Seth points me to these papers:
John P. A. Ioannidis, Effect of Formal Statistical Significance on the Credibility of Observational Associations, Am. J. Epidemiol. 2008 168: 374-383.
Hormuzd A. Katki, Invited Commentary: Evidence-based Evaluation of p Values and Bayes Factors. Am. J. Epidemiol. 2008 168: 384-388.
John P. A. Ioannidis, The Author Responds to “Evaluating p Values and Bayes Factors”, Am. J. Epidemiol. 2008 168: 389-390.
I do not, do not, do not have the energy now to comment on these. Let me just say that what is labeled in the above articles as “Bayesian” is not the only way to do Bayesian statistics. I refer you to Bayesian Data Analysis for exposition of what I consider the more reasonable Bayesian approach, which is based on modeling rather than hypothesis testing and never involves computing the posterior probability that the null hypothesis is true.

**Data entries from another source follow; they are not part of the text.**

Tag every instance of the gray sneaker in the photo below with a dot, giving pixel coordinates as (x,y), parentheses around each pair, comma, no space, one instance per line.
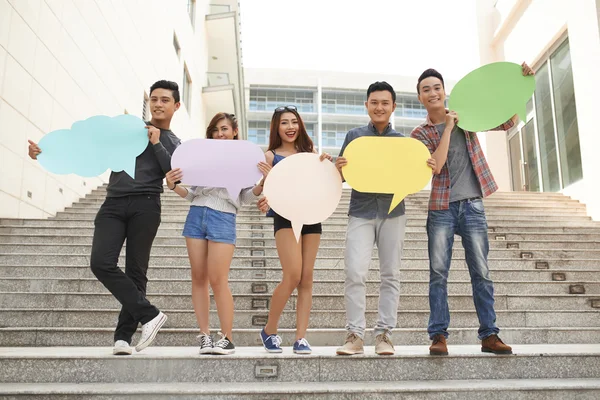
(354,345)
(383,345)
(206,343)
(122,348)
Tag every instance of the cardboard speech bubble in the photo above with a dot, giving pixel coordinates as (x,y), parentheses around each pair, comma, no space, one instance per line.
(303,189)
(230,164)
(387,165)
(94,145)
(490,95)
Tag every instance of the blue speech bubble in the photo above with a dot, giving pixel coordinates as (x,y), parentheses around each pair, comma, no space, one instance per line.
(94,145)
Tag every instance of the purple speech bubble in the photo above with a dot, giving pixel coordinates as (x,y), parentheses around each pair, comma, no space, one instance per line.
(230,164)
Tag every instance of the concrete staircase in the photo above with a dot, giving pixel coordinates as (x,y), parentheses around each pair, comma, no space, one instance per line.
(56,320)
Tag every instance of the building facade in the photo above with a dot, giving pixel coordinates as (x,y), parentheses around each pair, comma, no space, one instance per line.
(330,103)
(64,61)
(554,149)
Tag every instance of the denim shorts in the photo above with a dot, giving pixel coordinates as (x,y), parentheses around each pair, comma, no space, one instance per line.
(208,224)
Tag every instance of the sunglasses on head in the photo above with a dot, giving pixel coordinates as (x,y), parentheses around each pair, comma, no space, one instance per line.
(286,108)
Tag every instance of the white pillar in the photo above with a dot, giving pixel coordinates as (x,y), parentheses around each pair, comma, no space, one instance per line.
(319,117)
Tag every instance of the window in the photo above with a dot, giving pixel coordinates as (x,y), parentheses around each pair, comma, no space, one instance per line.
(269,99)
(334,134)
(146,108)
(550,138)
(192,12)
(176,46)
(566,115)
(186,90)
(343,103)
(545,124)
(258,132)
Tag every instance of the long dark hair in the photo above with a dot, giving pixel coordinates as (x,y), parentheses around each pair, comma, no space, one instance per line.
(212,127)
(303,142)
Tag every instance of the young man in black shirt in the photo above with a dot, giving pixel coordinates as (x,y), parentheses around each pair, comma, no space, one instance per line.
(132,211)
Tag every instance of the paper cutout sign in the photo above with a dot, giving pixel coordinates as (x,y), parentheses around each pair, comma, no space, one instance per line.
(303,189)
(94,145)
(387,165)
(230,164)
(489,96)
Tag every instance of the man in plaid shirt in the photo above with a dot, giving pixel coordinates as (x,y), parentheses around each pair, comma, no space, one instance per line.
(461,179)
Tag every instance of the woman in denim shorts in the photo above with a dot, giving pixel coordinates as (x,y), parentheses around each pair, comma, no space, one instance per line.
(287,137)
(210,233)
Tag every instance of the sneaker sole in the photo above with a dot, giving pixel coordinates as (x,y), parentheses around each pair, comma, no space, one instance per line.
(265,347)
(487,350)
(348,353)
(148,342)
(222,352)
(438,353)
(302,351)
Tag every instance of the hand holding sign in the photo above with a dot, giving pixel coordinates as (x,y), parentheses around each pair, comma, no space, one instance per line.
(230,164)
(506,91)
(303,189)
(387,165)
(92,146)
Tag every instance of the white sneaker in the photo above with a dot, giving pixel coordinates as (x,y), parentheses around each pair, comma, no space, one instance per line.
(149,331)
(122,348)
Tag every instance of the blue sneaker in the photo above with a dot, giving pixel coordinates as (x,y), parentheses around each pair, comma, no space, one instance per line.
(302,347)
(272,343)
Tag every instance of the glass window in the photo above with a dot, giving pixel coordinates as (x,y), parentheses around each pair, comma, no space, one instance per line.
(566,115)
(192,11)
(529,151)
(186,91)
(545,124)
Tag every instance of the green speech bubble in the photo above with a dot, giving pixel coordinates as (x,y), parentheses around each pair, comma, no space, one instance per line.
(490,95)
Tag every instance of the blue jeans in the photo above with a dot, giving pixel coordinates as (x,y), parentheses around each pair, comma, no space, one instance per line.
(465,218)
(208,224)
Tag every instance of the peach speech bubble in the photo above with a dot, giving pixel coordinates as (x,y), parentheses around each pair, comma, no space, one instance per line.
(387,165)
(303,189)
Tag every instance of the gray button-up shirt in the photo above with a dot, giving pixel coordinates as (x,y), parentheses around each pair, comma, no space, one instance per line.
(372,205)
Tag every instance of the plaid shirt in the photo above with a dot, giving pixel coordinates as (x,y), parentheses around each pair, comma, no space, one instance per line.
(440,185)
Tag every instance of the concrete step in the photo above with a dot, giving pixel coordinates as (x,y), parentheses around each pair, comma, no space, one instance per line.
(343,219)
(52,315)
(501,389)
(169,211)
(549,389)
(90,336)
(250,251)
(244,239)
(62,259)
(321,286)
(251,364)
(259,230)
(259,274)
(339,224)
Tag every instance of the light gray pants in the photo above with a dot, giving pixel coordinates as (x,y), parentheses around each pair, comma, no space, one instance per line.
(361,235)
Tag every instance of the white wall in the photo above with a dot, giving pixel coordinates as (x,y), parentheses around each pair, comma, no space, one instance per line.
(528,36)
(64,60)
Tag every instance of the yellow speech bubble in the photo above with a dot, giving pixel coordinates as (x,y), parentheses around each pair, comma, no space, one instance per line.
(303,189)
(387,165)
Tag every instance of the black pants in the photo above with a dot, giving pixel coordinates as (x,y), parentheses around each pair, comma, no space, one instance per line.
(135,218)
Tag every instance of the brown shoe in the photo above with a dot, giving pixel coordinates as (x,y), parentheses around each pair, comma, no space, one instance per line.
(438,347)
(383,345)
(493,344)
(353,345)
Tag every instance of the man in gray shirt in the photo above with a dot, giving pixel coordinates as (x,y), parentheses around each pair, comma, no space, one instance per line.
(369,223)
(132,211)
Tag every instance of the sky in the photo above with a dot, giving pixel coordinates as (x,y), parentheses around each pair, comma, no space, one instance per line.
(402,37)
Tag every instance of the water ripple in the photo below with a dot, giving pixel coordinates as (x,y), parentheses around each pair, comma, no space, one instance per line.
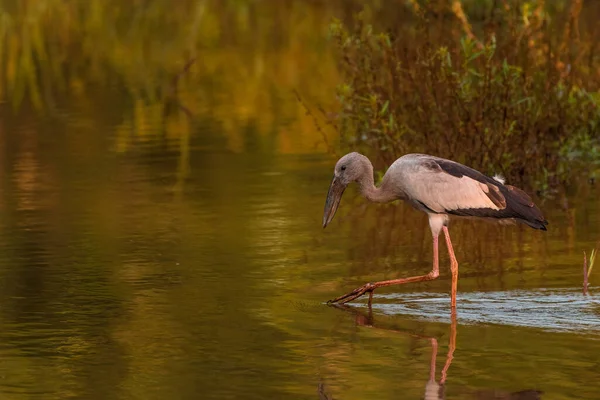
(565,310)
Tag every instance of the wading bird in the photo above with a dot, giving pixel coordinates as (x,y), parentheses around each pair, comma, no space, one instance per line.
(439,187)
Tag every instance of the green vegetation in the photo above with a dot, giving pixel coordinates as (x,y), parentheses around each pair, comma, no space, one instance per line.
(504,86)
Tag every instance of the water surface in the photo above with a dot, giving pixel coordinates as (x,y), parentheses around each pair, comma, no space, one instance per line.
(179,254)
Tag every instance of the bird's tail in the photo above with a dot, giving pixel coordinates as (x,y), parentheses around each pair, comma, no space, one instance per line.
(522,205)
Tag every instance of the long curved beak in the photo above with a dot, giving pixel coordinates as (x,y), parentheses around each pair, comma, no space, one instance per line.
(334,195)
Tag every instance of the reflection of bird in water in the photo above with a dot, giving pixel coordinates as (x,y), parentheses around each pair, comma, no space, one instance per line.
(434,390)
(439,187)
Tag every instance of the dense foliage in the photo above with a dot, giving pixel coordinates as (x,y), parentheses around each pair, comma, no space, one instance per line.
(514,91)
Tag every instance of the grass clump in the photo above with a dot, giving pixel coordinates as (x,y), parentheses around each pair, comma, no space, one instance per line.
(502,86)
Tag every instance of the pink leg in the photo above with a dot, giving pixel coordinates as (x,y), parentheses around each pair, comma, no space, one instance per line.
(451,346)
(370,287)
(453,267)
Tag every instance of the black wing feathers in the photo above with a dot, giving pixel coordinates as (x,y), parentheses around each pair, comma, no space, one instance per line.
(512,201)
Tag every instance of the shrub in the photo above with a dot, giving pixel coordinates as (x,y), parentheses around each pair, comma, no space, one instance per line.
(522,100)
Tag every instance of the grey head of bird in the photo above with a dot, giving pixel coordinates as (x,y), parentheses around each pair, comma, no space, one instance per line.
(350,168)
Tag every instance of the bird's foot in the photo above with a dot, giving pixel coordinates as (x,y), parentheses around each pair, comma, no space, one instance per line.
(356,293)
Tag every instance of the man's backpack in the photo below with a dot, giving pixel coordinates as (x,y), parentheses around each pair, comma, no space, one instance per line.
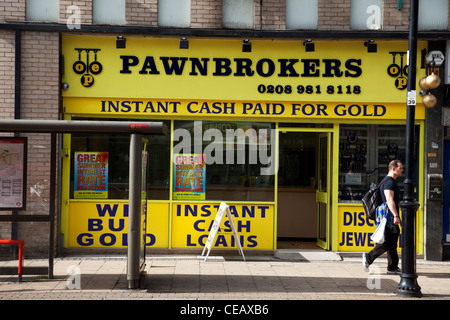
(371,200)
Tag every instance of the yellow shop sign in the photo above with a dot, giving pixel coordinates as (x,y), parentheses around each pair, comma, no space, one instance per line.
(217,70)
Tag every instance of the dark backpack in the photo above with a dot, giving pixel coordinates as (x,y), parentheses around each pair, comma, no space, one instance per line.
(371,200)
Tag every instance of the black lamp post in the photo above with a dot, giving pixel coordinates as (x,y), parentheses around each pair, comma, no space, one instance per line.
(408,285)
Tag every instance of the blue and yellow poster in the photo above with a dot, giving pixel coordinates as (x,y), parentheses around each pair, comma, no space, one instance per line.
(189,177)
(91,175)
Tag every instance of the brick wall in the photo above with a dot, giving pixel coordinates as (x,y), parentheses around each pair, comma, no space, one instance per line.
(12,10)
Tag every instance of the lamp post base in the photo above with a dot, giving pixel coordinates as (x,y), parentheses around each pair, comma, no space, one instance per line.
(408,286)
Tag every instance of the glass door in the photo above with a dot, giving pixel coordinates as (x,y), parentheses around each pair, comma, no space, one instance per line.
(323,190)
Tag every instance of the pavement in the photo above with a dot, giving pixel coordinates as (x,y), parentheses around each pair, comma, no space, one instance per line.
(289,275)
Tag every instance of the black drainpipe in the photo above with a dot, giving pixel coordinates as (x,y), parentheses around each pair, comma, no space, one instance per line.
(17,75)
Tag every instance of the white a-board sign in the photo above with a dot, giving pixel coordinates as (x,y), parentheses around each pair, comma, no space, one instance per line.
(223,209)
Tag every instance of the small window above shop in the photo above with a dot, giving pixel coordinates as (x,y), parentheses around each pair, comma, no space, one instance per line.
(174,13)
(433,15)
(108,12)
(42,10)
(238,14)
(366,14)
(302,14)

I can’t stop people from doing these other things and I wouldn’t even try. But I would like them to be aware of this other, more direct approach. This paper may also help.
Why "so-called Bayesian?" Bayes Factors are Bayesian…I don't like hypothesis testing anymore than the next guy, but if you're going to do it (and many people are) Bayes Factor isn't a horrible way to go.
Richard:
Even if Bayes factors are arguably _a_ Bayesian approach, they're certainly not _the_ Bayesian approach, as is often implied.
Beyond this, I don't think the models underlying Bayes factors make sense (at least, not in any of the applications I've ever been involved in). This weakens them as Bayesian models in my opinion.